As I see at max we can have 1024 ATR records corresponding to each vBucket, when a new transaction begins how SDK decides to which ATR record a particular transaction should go to.
I see from a POC we have done it is always based on the first document Id that is being mutated and nothing to do with transactionId.
Please let me know if my understanding is correct?
That’s right. The algorithm is that the ATR used is on the default collection of the bucket of the first mutated document. And that the ATR document will be on the same vbucket as the document - hence the 1,024 ATRs (by default), to match the default number of vbuckets. This minimises the set of the nodes that are pulled in to a transaction, to maximise overall availability (Bailis’ paper Highly Available Transactions is interesting reading if you’re curious). It also makes it more likely that initialising the ATR entry, and staging the first document, will be written to physical disk in the same flush, for a performance boost when using persist-level durability settings.

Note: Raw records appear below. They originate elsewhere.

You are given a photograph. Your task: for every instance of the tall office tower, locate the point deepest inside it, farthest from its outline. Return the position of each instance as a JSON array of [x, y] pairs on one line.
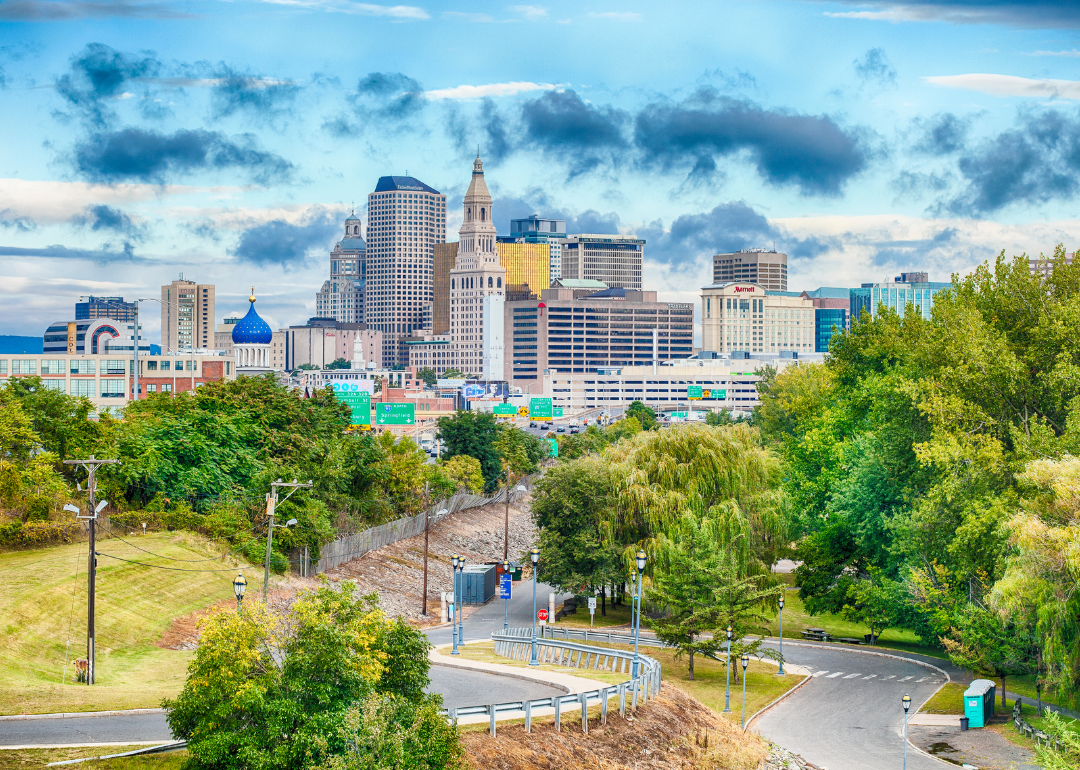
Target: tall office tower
[[187, 315], [405, 220], [476, 287], [768, 269], [536, 229], [341, 298], [113, 308], [613, 259]]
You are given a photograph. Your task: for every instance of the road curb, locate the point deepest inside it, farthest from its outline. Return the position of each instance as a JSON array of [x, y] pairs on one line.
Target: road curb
[[77, 715]]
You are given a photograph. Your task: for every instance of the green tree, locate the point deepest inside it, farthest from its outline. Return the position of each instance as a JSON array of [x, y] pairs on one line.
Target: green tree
[[464, 471], [428, 375], [273, 690], [643, 414], [473, 434]]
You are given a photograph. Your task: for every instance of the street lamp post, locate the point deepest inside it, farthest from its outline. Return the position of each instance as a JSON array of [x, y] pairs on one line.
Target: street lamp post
[[745, 661], [781, 672], [454, 598], [639, 558], [907, 704], [727, 691], [239, 586], [505, 599], [535, 556]]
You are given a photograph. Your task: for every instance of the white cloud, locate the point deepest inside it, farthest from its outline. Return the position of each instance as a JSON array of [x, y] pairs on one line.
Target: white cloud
[[1010, 85], [617, 15], [477, 92], [530, 12], [409, 12], [1071, 54]]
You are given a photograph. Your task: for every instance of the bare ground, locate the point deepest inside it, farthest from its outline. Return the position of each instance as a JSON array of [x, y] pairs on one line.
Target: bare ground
[[395, 572]]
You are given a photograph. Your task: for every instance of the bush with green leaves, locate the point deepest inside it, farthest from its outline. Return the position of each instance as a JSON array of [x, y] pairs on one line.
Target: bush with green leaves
[[301, 688]]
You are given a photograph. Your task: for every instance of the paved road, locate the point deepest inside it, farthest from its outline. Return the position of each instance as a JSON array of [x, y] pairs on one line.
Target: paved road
[[850, 715]]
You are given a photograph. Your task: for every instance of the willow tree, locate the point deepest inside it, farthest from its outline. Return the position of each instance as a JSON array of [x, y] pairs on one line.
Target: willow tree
[[719, 475]]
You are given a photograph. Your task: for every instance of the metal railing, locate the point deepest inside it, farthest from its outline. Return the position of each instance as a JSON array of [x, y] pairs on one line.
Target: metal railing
[[516, 645]]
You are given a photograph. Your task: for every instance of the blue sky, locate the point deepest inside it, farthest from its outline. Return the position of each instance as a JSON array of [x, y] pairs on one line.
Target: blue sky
[[227, 140]]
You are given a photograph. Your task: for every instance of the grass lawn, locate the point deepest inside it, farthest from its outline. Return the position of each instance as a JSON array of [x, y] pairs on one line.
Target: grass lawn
[[43, 607], [763, 685], [22, 759]]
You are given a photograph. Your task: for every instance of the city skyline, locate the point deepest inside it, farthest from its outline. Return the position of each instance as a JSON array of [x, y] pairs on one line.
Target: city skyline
[[916, 138]]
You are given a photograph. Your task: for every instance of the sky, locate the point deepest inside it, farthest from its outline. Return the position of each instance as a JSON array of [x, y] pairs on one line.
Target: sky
[[227, 140]]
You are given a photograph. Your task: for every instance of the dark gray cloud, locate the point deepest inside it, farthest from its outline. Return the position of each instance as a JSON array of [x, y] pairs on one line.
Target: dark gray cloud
[[108, 253], [99, 76], [1036, 162], [1014, 13], [942, 135], [242, 92], [728, 227], [68, 10], [9, 221], [107, 218], [580, 134], [874, 67], [138, 154], [810, 152], [279, 242]]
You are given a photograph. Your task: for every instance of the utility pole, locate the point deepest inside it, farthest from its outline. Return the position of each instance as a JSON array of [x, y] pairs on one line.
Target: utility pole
[[91, 464], [427, 526], [271, 509]]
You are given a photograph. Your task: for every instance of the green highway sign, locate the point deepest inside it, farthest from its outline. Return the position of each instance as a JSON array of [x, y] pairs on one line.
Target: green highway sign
[[540, 409], [360, 404], [395, 414]]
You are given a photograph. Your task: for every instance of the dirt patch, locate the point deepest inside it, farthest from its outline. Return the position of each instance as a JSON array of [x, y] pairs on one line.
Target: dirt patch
[[395, 572], [183, 633], [673, 731]]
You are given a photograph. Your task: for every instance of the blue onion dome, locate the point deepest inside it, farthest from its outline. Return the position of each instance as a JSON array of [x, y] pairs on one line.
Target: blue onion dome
[[252, 329]]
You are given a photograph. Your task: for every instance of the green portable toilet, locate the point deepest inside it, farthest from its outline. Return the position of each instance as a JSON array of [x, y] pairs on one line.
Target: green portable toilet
[[979, 702]]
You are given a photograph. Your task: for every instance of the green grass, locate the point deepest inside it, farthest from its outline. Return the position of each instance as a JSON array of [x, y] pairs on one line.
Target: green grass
[[763, 685], [23, 759], [43, 607]]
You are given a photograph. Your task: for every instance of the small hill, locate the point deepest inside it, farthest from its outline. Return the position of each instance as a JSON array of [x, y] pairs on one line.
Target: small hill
[[673, 732], [43, 605]]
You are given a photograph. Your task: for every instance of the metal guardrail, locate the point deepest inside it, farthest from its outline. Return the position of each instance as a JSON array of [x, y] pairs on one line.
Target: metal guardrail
[[517, 643]]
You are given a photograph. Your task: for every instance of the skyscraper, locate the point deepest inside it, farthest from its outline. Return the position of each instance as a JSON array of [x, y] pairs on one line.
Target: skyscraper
[[477, 287], [405, 219], [187, 315], [341, 298], [767, 269]]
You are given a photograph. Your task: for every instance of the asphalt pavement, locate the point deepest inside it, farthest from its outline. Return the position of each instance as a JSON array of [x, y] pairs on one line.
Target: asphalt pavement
[[850, 714]]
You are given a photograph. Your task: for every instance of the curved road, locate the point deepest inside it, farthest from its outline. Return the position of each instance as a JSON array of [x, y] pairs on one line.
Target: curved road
[[850, 714], [458, 687]]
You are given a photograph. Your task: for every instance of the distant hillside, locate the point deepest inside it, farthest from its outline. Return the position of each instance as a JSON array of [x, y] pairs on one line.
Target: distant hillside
[[11, 345]]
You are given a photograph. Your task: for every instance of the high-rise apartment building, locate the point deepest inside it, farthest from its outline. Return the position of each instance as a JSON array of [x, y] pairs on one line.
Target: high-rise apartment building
[[766, 268], [741, 316], [113, 308], [187, 316], [477, 287], [536, 229], [613, 259], [405, 220], [341, 297]]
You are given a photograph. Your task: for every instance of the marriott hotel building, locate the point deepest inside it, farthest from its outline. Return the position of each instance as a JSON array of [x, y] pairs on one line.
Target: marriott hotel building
[[742, 316]]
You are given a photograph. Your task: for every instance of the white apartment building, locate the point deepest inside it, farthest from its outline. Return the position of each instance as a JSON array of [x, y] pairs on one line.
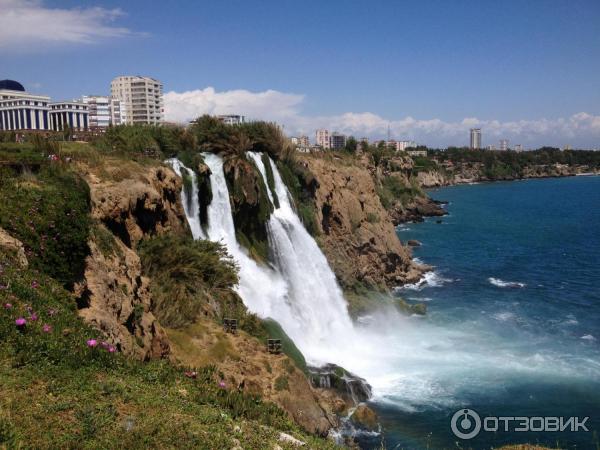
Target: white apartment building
[[322, 138], [20, 110], [73, 114], [337, 140], [98, 111], [140, 97], [232, 119], [475, 138]]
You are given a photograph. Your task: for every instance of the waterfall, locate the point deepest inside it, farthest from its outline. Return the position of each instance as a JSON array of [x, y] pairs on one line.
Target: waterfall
[[316, 317], [190, 200], [262, 289]]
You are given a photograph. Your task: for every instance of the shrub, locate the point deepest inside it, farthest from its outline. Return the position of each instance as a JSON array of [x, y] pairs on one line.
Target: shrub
[[186, 275], [49, 213]]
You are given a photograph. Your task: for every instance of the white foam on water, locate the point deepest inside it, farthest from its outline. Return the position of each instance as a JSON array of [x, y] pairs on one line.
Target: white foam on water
[[505, 284], [410, 362]]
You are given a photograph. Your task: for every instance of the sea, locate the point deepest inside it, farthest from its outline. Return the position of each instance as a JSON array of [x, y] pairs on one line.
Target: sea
[[510, 345]]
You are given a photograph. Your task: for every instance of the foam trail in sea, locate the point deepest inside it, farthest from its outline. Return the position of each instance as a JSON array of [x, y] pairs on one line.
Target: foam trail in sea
[[410, 362], [190, 200], [261, 288]]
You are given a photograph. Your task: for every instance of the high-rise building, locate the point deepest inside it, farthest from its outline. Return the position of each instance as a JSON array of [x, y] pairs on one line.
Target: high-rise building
[[322, 138], [140, 97], [337, 140], [303, 141], [475, 138], [98, 111], [231, 119]]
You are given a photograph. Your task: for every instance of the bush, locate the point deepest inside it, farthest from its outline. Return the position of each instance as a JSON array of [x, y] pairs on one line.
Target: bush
[[49, 213], [186, 275]]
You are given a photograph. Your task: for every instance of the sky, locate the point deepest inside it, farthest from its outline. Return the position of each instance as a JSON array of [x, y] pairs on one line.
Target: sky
[[527, 71]]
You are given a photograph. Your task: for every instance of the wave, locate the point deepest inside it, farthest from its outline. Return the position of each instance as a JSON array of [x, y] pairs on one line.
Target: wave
[[429, 279], [510, 284]]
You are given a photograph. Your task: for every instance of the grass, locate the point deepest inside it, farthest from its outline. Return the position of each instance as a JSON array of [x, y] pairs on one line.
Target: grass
[[56, 392], [49, 213]]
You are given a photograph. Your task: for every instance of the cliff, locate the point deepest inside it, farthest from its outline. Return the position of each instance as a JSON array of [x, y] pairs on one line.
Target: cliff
[[128, 202], [354, 229]]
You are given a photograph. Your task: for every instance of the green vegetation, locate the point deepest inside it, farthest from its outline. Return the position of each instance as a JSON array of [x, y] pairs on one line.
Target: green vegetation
[[392, 189], [187, 275], [61, 386], [49, 212]]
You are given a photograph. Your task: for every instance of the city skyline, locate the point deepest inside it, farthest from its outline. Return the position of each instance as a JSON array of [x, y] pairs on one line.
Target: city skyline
[[546, 93]]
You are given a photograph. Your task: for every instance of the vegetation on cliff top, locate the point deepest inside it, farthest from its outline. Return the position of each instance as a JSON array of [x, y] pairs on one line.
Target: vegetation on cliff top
[[49, 212], [62, 386]]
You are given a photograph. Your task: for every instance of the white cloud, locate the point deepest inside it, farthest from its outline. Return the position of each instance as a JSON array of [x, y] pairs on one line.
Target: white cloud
[[581, 129], [29, 25]]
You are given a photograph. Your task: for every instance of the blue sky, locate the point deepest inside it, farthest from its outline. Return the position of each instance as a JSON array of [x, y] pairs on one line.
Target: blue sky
[[524, 70]]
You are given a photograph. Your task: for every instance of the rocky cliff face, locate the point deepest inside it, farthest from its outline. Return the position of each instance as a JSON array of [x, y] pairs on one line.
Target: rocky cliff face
[[127, 203], [354, 229]]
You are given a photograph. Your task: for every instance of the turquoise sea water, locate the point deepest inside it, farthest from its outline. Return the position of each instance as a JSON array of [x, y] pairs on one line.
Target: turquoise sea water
[[513, 324]]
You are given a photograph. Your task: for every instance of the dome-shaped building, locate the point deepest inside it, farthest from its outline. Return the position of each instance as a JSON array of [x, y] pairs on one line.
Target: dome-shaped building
[[11, 85]]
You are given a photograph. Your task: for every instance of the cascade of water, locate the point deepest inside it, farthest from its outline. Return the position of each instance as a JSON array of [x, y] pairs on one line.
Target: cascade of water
[[190, 200], [316, 317], [262, 289]]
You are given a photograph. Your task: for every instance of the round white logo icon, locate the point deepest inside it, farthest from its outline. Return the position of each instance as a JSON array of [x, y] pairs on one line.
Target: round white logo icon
[[465, 423]]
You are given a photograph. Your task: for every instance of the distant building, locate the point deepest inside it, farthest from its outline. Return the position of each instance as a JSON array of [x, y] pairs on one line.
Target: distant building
[[337, 140], [20, 110], [413, 153], [118, 112], [232, 119], [73, 114], [303, 141], [475, 138], [403, 145], [322, 138], [141, 97], [99, 115]]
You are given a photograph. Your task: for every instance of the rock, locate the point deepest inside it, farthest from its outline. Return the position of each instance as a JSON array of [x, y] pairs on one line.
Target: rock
[[365, 418], [7, 242], [358, 247], [114, 296]]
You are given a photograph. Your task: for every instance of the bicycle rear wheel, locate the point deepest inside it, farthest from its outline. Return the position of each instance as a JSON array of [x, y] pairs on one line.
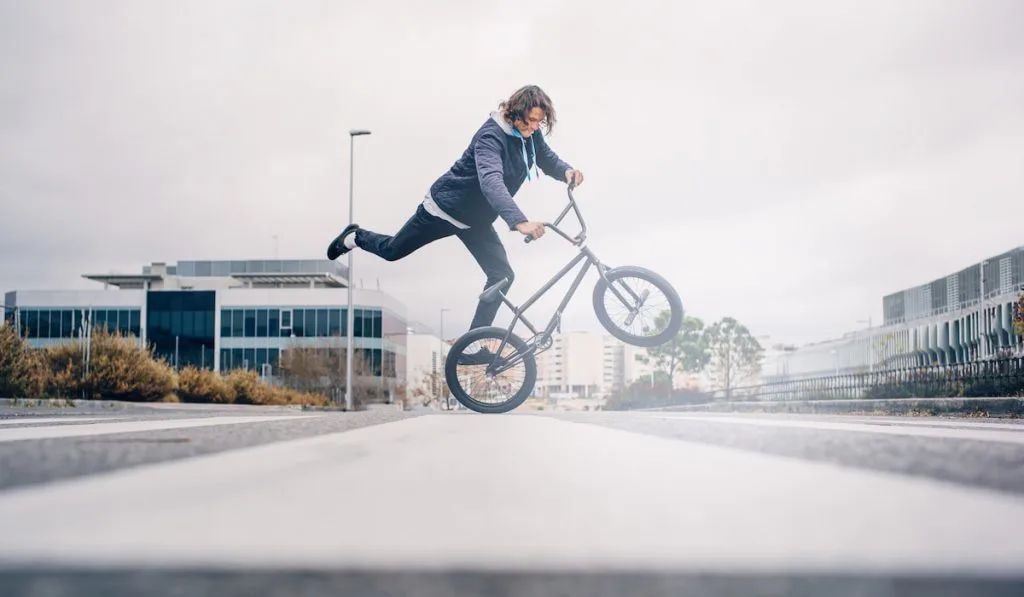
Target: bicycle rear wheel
[[657, 325], [482, 386]]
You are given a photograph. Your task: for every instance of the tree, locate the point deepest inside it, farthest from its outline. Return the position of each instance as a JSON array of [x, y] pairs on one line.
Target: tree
[[735, 354], [687, 351]]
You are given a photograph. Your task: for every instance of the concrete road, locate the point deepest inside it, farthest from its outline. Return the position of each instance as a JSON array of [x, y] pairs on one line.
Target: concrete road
[[212, 501]]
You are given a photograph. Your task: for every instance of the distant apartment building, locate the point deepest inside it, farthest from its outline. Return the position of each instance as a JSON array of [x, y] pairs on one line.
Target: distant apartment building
[[965, 316], [585, 365]]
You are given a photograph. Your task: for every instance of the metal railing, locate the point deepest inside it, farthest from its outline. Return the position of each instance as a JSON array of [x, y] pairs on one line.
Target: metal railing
[[1003, 376]]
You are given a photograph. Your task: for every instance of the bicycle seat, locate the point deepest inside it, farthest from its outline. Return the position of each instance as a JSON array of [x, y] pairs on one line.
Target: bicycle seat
[[491, 293]]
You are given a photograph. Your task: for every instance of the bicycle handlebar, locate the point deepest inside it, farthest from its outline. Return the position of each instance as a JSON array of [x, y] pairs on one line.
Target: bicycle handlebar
[[554, 226]]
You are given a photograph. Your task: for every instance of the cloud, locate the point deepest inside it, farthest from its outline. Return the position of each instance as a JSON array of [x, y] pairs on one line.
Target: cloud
[[786, 163]]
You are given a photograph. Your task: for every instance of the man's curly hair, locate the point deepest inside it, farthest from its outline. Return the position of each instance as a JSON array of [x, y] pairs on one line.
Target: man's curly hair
[[524, 99]]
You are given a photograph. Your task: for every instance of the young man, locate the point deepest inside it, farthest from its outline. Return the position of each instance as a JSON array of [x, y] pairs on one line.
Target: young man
[[476, 190]]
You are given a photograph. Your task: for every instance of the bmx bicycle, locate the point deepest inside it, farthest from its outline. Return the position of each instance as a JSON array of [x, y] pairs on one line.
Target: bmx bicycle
[[497, 376]]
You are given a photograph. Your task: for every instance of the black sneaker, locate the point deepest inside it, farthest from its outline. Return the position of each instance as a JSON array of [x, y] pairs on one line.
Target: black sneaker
[[481, 356], [337, 247]]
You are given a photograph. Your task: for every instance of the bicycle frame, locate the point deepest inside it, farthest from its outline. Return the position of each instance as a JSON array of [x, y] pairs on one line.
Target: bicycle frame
[[586, 256]]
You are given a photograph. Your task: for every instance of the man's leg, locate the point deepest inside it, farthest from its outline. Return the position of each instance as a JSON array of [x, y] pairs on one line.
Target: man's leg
[[486, 248], [420, 229]]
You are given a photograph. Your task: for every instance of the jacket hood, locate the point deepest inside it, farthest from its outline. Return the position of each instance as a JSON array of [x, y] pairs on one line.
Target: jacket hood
[[497, 117]]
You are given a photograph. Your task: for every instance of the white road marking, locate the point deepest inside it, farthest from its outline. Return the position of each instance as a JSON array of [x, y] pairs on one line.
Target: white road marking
[[511, 492], [130, 426], [68, 419], [1004, 433]]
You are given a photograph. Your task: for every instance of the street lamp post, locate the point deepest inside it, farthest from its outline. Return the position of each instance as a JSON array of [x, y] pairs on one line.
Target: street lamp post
[[440, 361], [351, 217]]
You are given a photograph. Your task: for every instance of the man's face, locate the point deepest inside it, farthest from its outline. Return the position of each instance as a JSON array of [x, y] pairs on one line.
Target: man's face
[[534, 119]]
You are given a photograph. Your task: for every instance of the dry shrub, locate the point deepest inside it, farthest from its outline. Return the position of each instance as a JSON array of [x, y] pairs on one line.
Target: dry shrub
[[119, 369], [23, 373], [1019, 315], [204, 385], [248, 390]]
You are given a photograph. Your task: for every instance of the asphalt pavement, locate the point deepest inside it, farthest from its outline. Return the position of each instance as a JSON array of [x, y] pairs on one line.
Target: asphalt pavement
[[178, 500]]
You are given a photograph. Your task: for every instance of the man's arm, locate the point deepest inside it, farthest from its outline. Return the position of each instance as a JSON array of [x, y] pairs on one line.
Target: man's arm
[[487, 152], [549, 162]]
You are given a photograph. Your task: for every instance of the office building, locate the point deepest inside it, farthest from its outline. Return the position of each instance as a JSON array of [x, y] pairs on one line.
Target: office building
[[965, 316], [223, 314]]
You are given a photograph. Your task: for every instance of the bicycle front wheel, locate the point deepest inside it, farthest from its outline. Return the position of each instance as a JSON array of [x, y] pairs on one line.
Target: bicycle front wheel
[[638, 306], [497, 383]]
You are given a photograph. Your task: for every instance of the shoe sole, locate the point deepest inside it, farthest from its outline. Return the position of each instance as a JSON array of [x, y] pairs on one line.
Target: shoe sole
[[339, 243]]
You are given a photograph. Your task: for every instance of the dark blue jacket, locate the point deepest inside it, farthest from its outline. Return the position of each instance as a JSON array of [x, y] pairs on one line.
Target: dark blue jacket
[[479, 185]]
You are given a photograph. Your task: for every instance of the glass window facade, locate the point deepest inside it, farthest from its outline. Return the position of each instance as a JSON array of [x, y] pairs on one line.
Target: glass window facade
[[69, 323], [298, 323], [270, 330], [180, 327]]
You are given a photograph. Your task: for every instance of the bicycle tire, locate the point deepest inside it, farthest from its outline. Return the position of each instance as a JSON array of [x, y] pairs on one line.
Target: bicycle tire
[[675, 304], [452, 375]]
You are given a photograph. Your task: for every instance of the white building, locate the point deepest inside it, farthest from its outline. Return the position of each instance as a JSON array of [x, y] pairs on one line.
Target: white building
[[223, 314], [962, 317], [586, 365], [425, 364]]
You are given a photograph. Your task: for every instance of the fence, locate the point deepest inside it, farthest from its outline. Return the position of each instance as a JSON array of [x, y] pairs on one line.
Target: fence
[[993, 378]]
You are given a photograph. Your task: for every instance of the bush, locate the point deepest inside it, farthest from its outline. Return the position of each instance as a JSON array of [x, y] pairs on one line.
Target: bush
[[23, 373], [121, 369], [641, 394], [1019, 315], [203, 385]]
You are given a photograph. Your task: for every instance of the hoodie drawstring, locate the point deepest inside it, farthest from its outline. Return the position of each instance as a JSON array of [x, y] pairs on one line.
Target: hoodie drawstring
[[525, 158]]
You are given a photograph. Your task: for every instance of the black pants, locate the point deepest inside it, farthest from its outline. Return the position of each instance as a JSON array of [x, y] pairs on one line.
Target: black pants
[[423, 228]]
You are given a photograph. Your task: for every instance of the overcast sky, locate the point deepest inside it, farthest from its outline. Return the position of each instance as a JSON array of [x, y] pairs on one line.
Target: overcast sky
[[786, 163]]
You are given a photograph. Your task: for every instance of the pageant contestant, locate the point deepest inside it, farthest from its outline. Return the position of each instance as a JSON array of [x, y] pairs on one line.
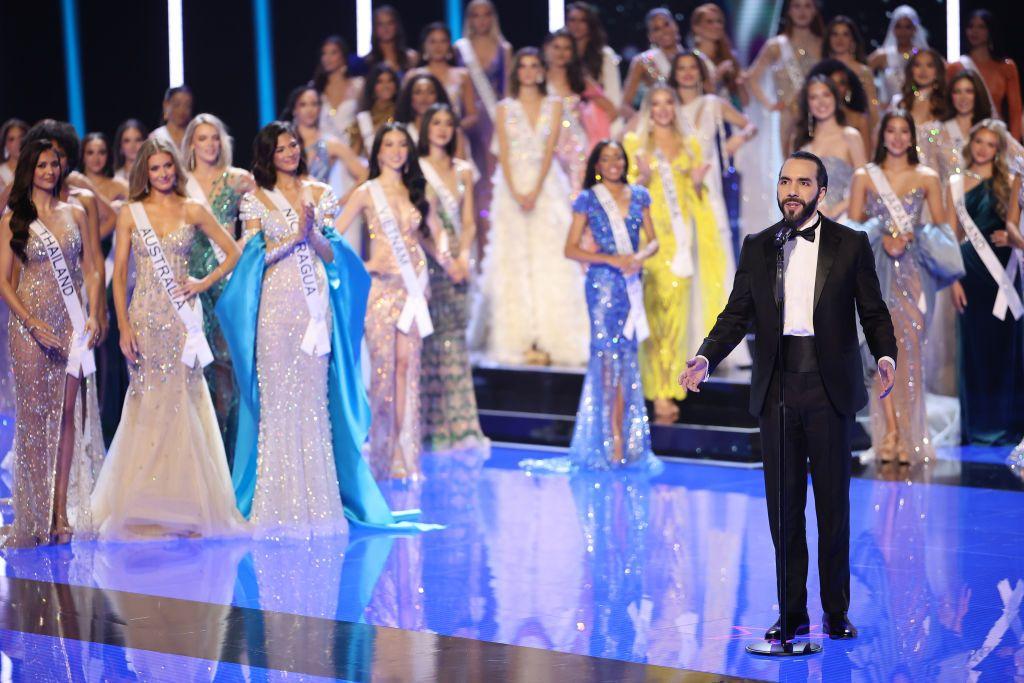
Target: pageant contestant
[[217, 186], [54, 323], [394, 205], [913, 260], [166, 473], [611, 407], [448, 402]]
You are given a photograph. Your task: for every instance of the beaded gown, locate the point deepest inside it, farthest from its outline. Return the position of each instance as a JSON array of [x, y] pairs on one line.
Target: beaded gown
[[448, 400], [613, 366], [39, 387], [224, 201], [166, 473], [296, 493], [534, 292]]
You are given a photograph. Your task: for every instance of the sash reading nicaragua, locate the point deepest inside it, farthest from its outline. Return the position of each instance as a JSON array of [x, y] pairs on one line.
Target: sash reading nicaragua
[[316, 340], [1008, 297], [196, 347], [416, 300], [195, 191], [81, 360], [636, 322], [682, 261], [480, 80]]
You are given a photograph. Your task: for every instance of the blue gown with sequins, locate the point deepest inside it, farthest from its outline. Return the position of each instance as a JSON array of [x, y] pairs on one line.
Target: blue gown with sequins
[[612, 366]]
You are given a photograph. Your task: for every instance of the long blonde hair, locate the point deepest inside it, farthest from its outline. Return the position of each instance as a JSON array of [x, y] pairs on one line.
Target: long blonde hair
[[138, 182], [1000, 171]]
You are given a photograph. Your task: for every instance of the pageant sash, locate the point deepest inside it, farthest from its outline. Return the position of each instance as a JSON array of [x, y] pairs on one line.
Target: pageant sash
[[196, 348], [682, 261], [81, 359], [636, 322], [195, 191], [416, 285], [316, 340], [480, 80], [1008, 297]]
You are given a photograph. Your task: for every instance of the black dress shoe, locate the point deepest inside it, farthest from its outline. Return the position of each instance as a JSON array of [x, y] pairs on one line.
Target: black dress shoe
[[839, 627], [797, 625]]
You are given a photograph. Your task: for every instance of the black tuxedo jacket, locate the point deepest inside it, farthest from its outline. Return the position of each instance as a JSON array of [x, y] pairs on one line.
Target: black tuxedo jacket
[[845, 281]]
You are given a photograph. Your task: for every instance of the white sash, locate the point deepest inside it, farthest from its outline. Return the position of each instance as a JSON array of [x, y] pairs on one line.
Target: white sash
[[195, 191], [1008, 297], [81, 359], [636, 322], [480, 81], [196, 347], [682, 261], [366, 123], [416, 285], [316, 339]]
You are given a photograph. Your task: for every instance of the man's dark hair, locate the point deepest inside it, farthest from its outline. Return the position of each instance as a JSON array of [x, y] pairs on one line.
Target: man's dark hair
[[822, 173]]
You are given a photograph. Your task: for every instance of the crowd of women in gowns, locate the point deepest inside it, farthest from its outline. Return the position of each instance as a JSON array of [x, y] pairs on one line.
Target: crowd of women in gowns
[[464, 197]]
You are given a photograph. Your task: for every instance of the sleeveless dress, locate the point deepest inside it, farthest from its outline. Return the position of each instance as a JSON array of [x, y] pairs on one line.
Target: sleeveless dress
[[534, 292], [166, 473], [39, 388], [990, 354], [448, 400]]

These are current implementation details though, so shouldn’t be relied upon.
If you want to change where the ATRs are you can do so, using the custom metadata collection feature.
Thanks for the explanation @graham.pople
One more query over this thread, can you please explain how remove works w.r.t to staging and removal of the document?
During staging it’s very similar to replaces, except it doesn’t stage a post-transaction version of the doc. The staged metadata also includes an indication of what type of operation it is. During the commit phase the document is just removed.